Molecular subgrouping has also uncovered pathways that drive disease and may be therapeutically tractable. For instance, the phosphatidylinositol-3-kinase (PI3K) pathway is upregulated in group 3 MB (Pei et al., 2012, 2016). Given the promising results from preclinical models treated with PI3K inhibitors, downregulation of this pathway might improve MB outcome. Most recently, Erb-b2 recepor tyrosine kinase 3-Src proto-oncogene (ERBB4-SRC) signaling was found to be a hallmark of group 4 MB, as revealed by phosphoproteomic profiling (Forget et al., 2018). Although no specific drug has been proposed, this study uncovered a promising target for treating group 4 MB.

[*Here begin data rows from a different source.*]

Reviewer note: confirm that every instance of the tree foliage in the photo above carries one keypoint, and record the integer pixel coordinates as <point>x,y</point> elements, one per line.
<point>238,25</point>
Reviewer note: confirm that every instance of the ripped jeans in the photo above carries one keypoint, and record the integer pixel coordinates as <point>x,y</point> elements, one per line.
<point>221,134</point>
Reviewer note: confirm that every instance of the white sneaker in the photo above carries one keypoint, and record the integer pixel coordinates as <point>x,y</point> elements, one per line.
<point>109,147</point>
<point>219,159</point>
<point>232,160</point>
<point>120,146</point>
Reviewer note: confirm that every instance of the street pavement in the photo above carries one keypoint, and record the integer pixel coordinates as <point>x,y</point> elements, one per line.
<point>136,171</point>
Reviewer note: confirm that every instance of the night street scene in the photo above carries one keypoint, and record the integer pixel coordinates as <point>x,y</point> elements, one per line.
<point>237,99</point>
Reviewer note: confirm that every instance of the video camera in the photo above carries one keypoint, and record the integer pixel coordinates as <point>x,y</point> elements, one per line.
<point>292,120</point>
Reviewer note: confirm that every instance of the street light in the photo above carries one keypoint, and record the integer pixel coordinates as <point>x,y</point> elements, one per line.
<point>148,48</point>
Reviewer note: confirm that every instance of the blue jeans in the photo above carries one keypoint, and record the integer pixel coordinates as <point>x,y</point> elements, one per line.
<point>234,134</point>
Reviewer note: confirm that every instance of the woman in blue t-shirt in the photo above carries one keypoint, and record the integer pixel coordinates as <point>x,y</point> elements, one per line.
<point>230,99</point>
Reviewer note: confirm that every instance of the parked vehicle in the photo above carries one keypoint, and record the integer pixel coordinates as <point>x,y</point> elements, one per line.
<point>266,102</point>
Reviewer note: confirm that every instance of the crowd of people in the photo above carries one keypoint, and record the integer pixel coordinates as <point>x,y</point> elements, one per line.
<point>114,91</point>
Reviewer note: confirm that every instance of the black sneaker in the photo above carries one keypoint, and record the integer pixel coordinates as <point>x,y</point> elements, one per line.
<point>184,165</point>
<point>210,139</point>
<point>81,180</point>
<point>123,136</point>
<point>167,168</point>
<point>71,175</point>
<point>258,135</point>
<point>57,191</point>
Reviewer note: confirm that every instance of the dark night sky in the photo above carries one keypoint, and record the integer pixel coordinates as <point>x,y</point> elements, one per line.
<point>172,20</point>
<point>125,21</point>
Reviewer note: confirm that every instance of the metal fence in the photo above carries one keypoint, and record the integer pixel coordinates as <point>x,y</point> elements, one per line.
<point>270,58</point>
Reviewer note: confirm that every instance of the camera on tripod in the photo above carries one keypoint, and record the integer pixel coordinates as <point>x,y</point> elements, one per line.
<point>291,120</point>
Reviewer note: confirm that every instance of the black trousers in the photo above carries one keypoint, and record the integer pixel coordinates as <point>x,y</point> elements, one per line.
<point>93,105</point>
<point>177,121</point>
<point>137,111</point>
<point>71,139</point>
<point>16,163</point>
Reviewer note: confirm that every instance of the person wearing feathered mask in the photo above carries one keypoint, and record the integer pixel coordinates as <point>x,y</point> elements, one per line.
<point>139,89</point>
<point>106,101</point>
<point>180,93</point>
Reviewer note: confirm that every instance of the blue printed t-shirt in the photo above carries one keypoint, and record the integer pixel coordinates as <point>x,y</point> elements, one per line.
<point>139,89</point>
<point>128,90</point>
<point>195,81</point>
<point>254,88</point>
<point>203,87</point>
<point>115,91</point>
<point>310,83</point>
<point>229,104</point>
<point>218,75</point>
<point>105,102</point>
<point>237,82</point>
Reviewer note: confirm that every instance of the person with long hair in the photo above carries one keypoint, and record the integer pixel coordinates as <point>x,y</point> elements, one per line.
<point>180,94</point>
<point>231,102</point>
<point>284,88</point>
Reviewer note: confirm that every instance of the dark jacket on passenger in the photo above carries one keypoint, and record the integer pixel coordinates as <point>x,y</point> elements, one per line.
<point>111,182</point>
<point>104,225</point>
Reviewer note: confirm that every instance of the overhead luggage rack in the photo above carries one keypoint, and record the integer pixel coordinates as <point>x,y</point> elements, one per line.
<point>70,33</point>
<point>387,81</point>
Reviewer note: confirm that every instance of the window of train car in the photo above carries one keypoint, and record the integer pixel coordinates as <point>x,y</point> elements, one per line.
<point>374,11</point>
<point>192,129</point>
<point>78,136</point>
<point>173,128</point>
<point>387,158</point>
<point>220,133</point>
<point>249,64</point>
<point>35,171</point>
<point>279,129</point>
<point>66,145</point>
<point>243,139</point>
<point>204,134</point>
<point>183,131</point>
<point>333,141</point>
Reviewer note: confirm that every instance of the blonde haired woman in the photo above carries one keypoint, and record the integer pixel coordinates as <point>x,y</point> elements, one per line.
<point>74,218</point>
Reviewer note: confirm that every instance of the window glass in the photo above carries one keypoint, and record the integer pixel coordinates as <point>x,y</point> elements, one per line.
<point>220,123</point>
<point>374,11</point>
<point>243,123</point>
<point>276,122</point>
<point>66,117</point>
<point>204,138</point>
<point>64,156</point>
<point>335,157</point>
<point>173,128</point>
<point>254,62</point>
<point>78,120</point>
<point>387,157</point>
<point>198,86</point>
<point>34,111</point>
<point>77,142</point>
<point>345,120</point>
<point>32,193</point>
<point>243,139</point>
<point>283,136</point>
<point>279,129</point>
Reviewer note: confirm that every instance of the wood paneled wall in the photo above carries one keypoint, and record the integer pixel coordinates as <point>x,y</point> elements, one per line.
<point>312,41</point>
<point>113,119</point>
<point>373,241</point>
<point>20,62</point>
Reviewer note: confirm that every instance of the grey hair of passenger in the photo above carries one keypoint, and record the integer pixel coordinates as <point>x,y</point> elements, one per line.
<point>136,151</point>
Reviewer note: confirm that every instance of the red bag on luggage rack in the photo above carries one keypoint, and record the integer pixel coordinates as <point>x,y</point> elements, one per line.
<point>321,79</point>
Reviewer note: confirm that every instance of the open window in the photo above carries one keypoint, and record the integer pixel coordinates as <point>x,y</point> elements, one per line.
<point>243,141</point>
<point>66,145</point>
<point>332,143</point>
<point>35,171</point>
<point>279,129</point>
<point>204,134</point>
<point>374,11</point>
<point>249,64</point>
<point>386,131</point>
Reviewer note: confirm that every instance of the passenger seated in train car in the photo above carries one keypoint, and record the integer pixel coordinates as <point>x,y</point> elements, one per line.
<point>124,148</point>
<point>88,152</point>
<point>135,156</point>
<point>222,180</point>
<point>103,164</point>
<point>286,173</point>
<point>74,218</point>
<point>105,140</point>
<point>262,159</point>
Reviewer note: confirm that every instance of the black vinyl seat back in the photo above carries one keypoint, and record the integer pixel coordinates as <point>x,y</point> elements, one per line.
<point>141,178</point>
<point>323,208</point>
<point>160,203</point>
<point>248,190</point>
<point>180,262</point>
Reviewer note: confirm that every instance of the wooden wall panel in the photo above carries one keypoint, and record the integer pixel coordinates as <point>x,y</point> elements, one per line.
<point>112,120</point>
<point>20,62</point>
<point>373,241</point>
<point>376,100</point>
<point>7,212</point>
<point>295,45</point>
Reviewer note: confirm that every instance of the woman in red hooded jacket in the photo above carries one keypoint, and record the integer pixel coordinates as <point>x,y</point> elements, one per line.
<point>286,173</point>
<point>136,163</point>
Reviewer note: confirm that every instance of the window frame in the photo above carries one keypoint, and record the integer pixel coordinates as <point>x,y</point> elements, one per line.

Insights into the oncogenesis and pathways of MB that have been gleaned over the past 10 years would not have been possible without the major technological advances that have been made. In addition to the development of faithful model systems (described in the next section), the omics tools (proteome, transcriptome, phosphoproteome, and epigenome) have been invaluable, not only in MB disease classification and stratification but also in defining the biologic properties of the disease. Genome-editing technology, especially through CRISPR, has enabled functional genomic screens in relevant model systems that identified factors affecting the SHH pathway. For example, two independent groups uncovered the critical roles of cilia in SHH signaling (Breslow et al., 2018; Pusapati et al., 2018). Because proteins are trafficked in and out of primary cilia by microtubule-based motors, these studies may validate the use of vinca alkaloids, such as VCR. The functional genomics approach can be applied to other MB subgroups to gain insight into the genes and pathways that promote their cell proliferation and drug resistance.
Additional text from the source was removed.